I am grateful because I was able to work with this dataset that has information about one of my passions which is soccer. This dataset contains information about the most important competition in the beautiful game when it comes to clubs. The UEFA Champions League features the best teams in Europe, and it is, after the World Cup, the greatest trophy that a footballer can aspire to. This dataset contains two categorical variables like Club and Country, and ten quantitative variables that include results of matches (wins, draws, losses), goals scored and scored against, as well as titles. Using the information of every club, I would like to answer questions regarding the title win rates and the game win rates that some teams have. Since there are many teams in this dataset, I will perform cleaning by filtering the information. Also, in order to create visualizations about the win rates, it is imperative to create new variables using the “mutate” command. Once again, this data has been collected year by year by UEFA. Each season, it can be calculated the goals, games, and more information about the teams that play in the Champions League. I will attempt to provide historical information about the teams that have participated in the Champions League throughout the years, including win rate percentages and classify them by the country they are from.
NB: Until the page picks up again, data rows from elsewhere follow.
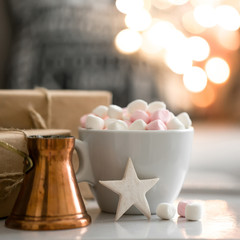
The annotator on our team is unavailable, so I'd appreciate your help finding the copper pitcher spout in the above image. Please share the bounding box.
[5,136,91,230]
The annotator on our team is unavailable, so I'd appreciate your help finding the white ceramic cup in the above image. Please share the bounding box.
[77,128,194,214]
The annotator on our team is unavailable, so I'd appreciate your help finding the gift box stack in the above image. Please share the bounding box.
[0,88,112,217]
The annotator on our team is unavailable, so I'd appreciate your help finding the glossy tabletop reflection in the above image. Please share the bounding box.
[0,192,240,240]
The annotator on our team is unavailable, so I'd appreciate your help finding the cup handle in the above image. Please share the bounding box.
[75,139,95,185]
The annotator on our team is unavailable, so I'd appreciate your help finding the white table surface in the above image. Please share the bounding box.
[0,191,240,240]
[0,125,240,240]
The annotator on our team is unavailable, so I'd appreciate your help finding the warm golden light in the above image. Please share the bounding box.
[187,36,210,62]
[205,57,230,84]
[217,29,240,51]
[116,0,144,14]
[165,49,192,74]
[182,11,205,34]
[216,5,240,31]
[125,9,152,31]
[146,21,176,50]
[115,29,142,54]
[152,0,172,10]
[191,85,216,108]
[183,67,207,92]
[193,4,216,28]
[169,0,189,5]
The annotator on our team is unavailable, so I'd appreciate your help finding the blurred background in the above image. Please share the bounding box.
[0,0,240,189]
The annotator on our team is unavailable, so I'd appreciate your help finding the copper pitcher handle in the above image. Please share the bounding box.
[75,139,95,185]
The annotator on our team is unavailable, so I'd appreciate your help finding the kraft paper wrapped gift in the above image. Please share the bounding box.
[0,129,72,218]
[0,88,112,138]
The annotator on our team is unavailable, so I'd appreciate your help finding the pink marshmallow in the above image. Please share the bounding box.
[130,109,150,123]
[146,119,167,130]
[151,109,172,124]
[177,201,191,217]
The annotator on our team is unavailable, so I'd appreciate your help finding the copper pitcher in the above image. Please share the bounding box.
[5,136,91,230]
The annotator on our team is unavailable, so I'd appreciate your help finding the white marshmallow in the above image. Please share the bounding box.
[148,101,166,113]
[166,117,185,129]
[156,203,176,219]
[104,118,116,128]
[85,115,104,130]
[185,203,203,221]
[177,112,192,128]
[92,105,108,118]
[107,120,128,130]
[107,105,123,119]
[127,99,148,114]
[128,119,147,130]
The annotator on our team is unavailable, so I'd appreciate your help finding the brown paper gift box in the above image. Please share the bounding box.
[0,88,112,198]
[0,88,112,137]
[0,129,71,218]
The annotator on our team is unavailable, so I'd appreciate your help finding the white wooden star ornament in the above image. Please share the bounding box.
[99,158,159,221]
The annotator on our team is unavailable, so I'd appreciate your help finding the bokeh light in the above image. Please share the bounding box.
[191,84,216,108]
[169,0,189,5]
[115,29,142,54]
[146,21,176,50]
[116,0,144,14]
[187,36,210,62]
[205,57,230,84]
[216,5,240,31]
[182,11,206,34]
[183,67,207,92]
[125,9,152,31]
[193,4,216,28]
[152,0,172,10]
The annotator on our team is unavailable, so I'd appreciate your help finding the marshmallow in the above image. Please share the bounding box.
[156,203,176,220]
[128,119,147,130]
[147,101,166,113]
[127,99,148,114]
[122,108,130,120]
[92,105,108,118]
[104,118,116,128]
[85,115,104,130]
[146,119,167,130]
[177,201,190,217]
[185,203,203,221]
[80,114,90,128]
[166,117,185,129]
[130,110,150,123]
[107,105,123,119]
[177,112,192,128]
[107,120,128,130]
[151,109,172,124]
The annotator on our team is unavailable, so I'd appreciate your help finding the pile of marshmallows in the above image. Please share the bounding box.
[156,201,203,221]
[80,99,192,130]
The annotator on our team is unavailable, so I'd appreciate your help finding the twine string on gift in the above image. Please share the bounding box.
[0,128,33,200]
[28,87,52,129]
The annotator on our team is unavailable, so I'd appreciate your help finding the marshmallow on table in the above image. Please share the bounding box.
[147,101,166,113]
[127,99,148,114]
[185,203,203,221]
[151,109,172,124]
[128,119,147,130]
[92,105,108,118]
[177,112,192,128]
[177,201,191,217]
[166,117,185,129]
[80,114,90,128]
[146,119,167,130]
[107,120,128,130]
[85,115,104,130]
[130,109,150,123]
[156,203,176,220]
[107,105,123,119]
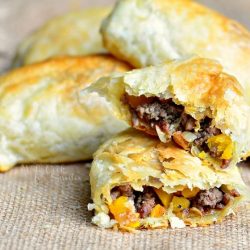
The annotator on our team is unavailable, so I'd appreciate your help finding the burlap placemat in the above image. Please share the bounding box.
[0,0,250,250]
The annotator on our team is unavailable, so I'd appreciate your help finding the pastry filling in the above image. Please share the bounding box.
[109,184,240,228]
[124,95,233,168]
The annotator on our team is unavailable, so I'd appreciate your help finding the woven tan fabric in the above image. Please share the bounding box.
[0,0,250,250]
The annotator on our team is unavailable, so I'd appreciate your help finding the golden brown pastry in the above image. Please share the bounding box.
[88,130,249,231]
[14,7,111,66]
[0,56,129,171]
[102,0,250,103]
[82,57,250,168]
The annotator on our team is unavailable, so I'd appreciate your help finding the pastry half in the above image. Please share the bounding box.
[13,7,111,66]
[88,130,247,231]
[82,57,249,168]
[0,56,129,171]
[101,0,250,103]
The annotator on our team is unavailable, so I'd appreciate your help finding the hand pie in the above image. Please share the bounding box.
[88,130,249,231]
[0,56,129,171]
[82,57,250,168]
[14,8,110,66]
[102,0,250,103]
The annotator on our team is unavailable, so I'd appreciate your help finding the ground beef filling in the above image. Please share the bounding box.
[125,97,230,168]
[111,184,240,218]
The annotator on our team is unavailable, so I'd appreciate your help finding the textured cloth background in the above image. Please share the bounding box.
[0,0,250,250]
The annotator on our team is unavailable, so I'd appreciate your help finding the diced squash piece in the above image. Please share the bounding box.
[198,151,207,160]
[172,196,190,213]
[207,134,234,160]
[109,196,140,228]
[220,185,234,193]
[173,131,189,150]
[150,204,166,218]
[154,188,173,208]
[181,188,200,198]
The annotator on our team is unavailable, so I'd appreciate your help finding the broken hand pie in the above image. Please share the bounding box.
[81,57,249,169]
[88,129,249,231]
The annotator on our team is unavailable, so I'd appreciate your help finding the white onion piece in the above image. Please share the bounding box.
[155,126,168,143]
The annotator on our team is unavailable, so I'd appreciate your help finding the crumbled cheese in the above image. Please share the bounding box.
[92,212,117,228]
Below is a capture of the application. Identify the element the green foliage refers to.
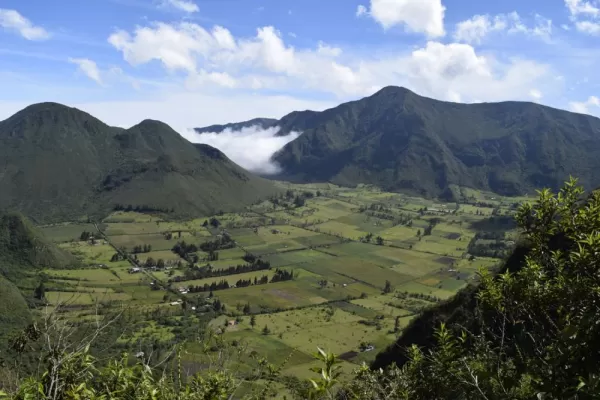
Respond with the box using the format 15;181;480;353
354;180;600;399
264;87;600;198
0;275;31;342
0;103;277;222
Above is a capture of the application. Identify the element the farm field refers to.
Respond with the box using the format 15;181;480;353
42;183;524;390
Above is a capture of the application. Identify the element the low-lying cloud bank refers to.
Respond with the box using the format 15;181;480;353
185;126;301;175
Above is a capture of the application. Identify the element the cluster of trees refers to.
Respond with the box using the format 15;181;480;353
354;180;600;400
113;204;175;214
171;240;198;260
144;257;166;269
200;232;235;253
5;181;600;400
131;244;152;254
189;269;294;292
79;231;94;242
170;258;271;282
110;252;127;262
360;233;385;246
202;217;223;228
271;189;321;208
467;231;513;258
271;268;294;283
163;231;181;240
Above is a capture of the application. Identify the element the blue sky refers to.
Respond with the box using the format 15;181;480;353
0;0;600;131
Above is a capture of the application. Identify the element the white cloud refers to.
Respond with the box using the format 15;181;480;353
529;89;543;101
569;96;600;114
109;19;555;101
69;58;102;85
317;42;342;57
575;21;600;35
186;126;300;174
163;0;200;13
565;0;600;35
565;0;600;17
454;12;552;44
356;4;369;17
356;0;446;38
0;8;50;40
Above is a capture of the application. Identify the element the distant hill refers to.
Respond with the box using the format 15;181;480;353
0;211;79;283
0;103;276;223
207;86;600;198
0;211;79;341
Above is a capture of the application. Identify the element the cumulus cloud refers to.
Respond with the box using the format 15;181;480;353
569;96;600;114
69;58;102;85
565;0;600;35
575;21;600;35
454;12;552;44
565;0;600;17
356;0;446;38
162;0;200;13
0;8;50;40
185;126;300;175
109;19;555;102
Why did I choose this dataset?

Like I mention before, soccer is one of my passions. I follow closely European and South American soccer because I enjoy to watch and play this beautiful game. I have had the opportunity to watch a Champions League game before in person and it is an undescribable feeling for any soccer fan. I believe that this dataset is very complete when it comes to information about the teams, and conclusions can be made based on this data. I will try to do a better job for this project when explaining because I understand that not everyone may understand the concepts that are talked about in this visualizations. Therefore, I would like to explain a few concepts to begin with. UCL is the abbreviation of UEFA Champions League which is the competition that we will be discussing. Titles refer to the number of championships that a team has won. Finally, I would like to remind everyone that the 32-team format that the Champions League is played now has not always been the same. Before, less teams used to participate in this tournament, making it different to qualify and win it.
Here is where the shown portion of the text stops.